The Federal Energy Regulatory Commission (FERC), in an order dated Jan. 21, 2010, for the first time held that batteries used to store electricity to support the transmission system are themselves transmission facilities that could receive special rate incentives. Although this decision was limited to the facts of the case before it, it may open the door to other types of storage to receive favorable financial treatment if they satisfy the relatively narrow set of circumstances present in this case. At a minimum, the order is likely to trigger a much broader debate across the country regarding the role of electricity storage and when it should be treated as generation, transmission or some combination of the two.

Western Grid Development, LLC proposed to build batteries of 10 to 50 MW capacity along transmission lines within the California Independent System Operator system (CAISO). The developer claimed the batteries, with their nearly instantaneous response time, could provide reliability benefits by mitigating transmission overloads, responding to line trips, backing up line maintenance outages, and reacting to voltage dips.

Western Grid wants the storage devices to be declared transmission because FERC awards financial incentives for certain transmission facilities that provide benefits to the system. Without the transmission designation, the storage devices would likely be considered to be generation facilities, which cannot receive financial guarantees, and developers would have to bear higher risks. However, if the developer can convince the CAISO that the facilities provide certain benefits to the transmission system, it would be entitled to develop cost-of-service rates that the CAISO will pay, thus ensuring a steady income stream with attractive returns and reducing development risks.

The proposed designation of battery storage as transmission facilities attracted considerable opposition, including from the CAISO. Most argued that the battery storage was more akin to generation that could affect markets and that FERC had rejected a similar request by Nevada Hydro Company for its Lake Elsinore Advanced Pump Storage project.

FERC ruled that due to the unique way in which the battery storage was intended to be used, it could be considered to be providing a wholesale transmission service. FERC observed that depending on the circumstances, electricity storage devices could be considered to be a transmission, generation, distribution, or even a load function.

The facts FERC found relevant to finding that the Western Grid proposal represented a transmission function were:

  • The operation of the devices would be under the direction of the CAISO, just as other transmission assets;
  • The CAISO would not be responsible for keeping the batteries charged, thus removing the possibility that the CAISO would get involved in energy markets;
  • Western Grid would not participate in wholesale energy markets and would earn no revenues other than from the transmission rate; rather energy would be purchased at retail rates and discharged energy would be credited against retail purchases;
  • The battery storage would be similar to capacitors which FERC has found provides a transmission function; and
  • The operation of the batteries to provide voltage support and to address thermal overload situations will only occur if there is no other competitive bid to provide that service through the markets, thus assuring that the projects will not be undercutting competitive bids by market participants. Further, the proposed project would need to pass cost-benefit tests by the CAISO to ensure that it is the most efficient way to provide the services it can provide.

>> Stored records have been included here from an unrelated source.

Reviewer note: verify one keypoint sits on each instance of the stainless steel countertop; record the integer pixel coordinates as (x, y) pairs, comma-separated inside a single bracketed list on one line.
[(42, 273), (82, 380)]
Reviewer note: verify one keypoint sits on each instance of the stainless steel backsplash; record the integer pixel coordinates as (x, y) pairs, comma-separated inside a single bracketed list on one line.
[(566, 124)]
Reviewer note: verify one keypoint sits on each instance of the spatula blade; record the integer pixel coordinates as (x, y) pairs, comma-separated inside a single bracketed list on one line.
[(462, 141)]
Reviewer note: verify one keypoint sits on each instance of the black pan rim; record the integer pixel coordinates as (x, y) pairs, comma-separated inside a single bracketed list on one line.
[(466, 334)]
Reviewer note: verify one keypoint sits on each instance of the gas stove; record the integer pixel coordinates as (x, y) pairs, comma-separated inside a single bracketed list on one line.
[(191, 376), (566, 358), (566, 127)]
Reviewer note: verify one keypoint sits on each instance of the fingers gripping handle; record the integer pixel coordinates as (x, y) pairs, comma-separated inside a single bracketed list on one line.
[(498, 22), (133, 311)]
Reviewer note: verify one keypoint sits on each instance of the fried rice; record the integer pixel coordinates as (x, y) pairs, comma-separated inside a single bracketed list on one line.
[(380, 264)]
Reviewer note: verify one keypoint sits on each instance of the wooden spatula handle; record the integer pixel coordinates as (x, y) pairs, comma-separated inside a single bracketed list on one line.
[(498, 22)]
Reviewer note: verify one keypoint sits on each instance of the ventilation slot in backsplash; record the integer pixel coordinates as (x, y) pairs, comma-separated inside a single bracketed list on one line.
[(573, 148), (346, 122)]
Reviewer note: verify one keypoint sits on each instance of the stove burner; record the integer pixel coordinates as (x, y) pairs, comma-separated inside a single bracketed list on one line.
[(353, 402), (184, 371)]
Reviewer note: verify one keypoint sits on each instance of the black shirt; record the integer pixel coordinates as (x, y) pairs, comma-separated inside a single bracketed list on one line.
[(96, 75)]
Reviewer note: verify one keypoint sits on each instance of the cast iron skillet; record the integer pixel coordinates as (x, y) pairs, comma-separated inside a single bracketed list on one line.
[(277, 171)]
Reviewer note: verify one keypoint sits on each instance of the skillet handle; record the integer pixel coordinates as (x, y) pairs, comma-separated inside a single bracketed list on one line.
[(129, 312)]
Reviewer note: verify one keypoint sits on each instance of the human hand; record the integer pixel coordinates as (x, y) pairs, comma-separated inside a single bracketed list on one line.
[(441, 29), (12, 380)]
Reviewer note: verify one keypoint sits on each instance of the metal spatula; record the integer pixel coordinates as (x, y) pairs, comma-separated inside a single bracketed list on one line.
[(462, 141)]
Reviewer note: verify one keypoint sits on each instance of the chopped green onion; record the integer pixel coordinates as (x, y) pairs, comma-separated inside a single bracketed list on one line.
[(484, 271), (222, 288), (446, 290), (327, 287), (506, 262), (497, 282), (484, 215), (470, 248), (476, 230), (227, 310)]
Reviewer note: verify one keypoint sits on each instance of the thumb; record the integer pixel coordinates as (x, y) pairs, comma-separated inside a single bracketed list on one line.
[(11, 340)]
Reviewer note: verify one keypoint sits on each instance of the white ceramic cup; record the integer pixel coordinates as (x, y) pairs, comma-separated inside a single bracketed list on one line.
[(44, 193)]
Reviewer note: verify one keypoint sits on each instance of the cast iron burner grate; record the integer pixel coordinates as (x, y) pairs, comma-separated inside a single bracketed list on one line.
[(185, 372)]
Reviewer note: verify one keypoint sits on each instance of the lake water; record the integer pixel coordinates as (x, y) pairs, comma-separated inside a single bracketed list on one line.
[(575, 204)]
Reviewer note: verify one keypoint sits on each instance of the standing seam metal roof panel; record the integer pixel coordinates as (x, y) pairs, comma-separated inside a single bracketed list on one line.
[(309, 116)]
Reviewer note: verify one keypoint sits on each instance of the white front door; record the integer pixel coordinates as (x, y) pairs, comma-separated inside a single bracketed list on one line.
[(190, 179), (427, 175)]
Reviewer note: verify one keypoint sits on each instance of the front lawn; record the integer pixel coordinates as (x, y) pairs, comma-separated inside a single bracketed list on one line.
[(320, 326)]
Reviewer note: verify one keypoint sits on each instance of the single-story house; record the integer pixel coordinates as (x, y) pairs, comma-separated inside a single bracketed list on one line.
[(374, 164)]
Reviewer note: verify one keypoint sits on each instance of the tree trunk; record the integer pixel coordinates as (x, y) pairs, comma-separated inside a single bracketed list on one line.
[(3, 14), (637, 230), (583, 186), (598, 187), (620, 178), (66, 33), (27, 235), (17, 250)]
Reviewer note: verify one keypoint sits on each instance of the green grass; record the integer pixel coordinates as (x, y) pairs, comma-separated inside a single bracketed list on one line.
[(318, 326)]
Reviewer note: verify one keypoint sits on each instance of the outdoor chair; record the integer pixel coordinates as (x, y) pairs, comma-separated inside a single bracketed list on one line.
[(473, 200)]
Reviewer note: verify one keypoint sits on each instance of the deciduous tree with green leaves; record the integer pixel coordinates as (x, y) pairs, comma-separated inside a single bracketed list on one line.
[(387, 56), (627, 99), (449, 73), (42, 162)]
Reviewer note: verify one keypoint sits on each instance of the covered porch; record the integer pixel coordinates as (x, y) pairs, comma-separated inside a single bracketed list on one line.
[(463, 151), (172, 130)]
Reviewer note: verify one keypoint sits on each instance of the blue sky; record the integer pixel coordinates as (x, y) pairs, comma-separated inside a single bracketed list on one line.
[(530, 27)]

After finding the battery storage proposal to be a transmission function, FERC conditionally granted Western Grid most of the usual rate incentives granted for new transmission projects, including a 195 basis point adder to the rate-of-return to be determined in a separate proceeding. The condition was that the CAISO approve the project and that there be a showing that the project will ensure reliability or reduce the cost of delivered power by mitigating congestion, which showing had not yet been made.

The determination that battery storage is transmission is significant and provocative. However, this case is also very limited in its application due to reliance on a very specific set of facts. The 2006 Nevada Hydro order denying a request that its pumped storage project be treated as transmission is distinguished by FERC, not on the grounds that pumped storage is different than battery storage, but on the grounds that the way Nevada Hydro proposed to operate the project would get the CAISO more involved in energy markets and that Nevada Hydro did not commit to be revenue-neutral with respect to energy sales. Indeed, even the Nevada Hydro order recognized that pumped storage can be an advanced transmission technology under the appropriate circumstances, and this case fleshes out some of those circumstances.

The order raises as many questions as it answers because it does not address the broader policy questions surrounding the appropriate role of electricity storage. Now that attention to storage is growing dramatically--in part due to new storage technologies, the focus on Smart Grid, and increased reliance on variable renewable resources such as wind power--it may force FERC to consider how all storage devices, including pumped hydro storage facilities, should be treated as part of the national electricity system.